I'm building a RESTful
service on a JAX-RS
server and some clients that will be attached to it.
The hour came to start testing the endpoints on the clients and I tried first on JavaScript
since until now, it has been very easy for me to make requests to third party resources with this code:
function httpGet(theUrl){
var xmlHttp = new XMLHttpRequest();
xmlHttp.open( "GET", theUrl, false );
xmlHttp.send( null );
return xmlHttp.responseText;
}
I know I shouldn't do synchronous requests but that's off topic.
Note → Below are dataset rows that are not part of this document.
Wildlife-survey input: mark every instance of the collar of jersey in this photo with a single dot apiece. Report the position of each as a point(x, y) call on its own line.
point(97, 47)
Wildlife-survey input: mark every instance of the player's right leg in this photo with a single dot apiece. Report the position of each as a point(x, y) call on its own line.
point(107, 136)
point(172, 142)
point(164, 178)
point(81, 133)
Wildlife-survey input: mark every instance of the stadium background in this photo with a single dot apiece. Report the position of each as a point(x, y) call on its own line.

On Firefox, the error I get is:
Cross-Origin Request Blocked: The Same Origin Policy disallows reading the remote resource at http://someurl.com/someresource/. (Reason: CORS header 'Access-Control-Allow-Origin' missing).
The requests don't work both on my local server and on the deployment server.
I've found that most solutions to this problem have to do something with setting a header Access-Control-Allow-Origin: *
. I've tried this and it hasn't worked for me.
At first I thought it was a problem with my server configuration, but now I think it's the browser that is not letting me execute the request because of the Same Origin Policy. Is this correct? If it's correct, why does the exact same code as above, with no Access-Control-Allow-Headers: *
, works for third party services (Google, Facebook, etc.)?
Is there a whitelist of sites that are always allowed to break the Same Origin Policy?
If the answer to the last question is no, then they must have some specific configutation on their server side code to allow Cross Origin communications to happen. What could this configuration be?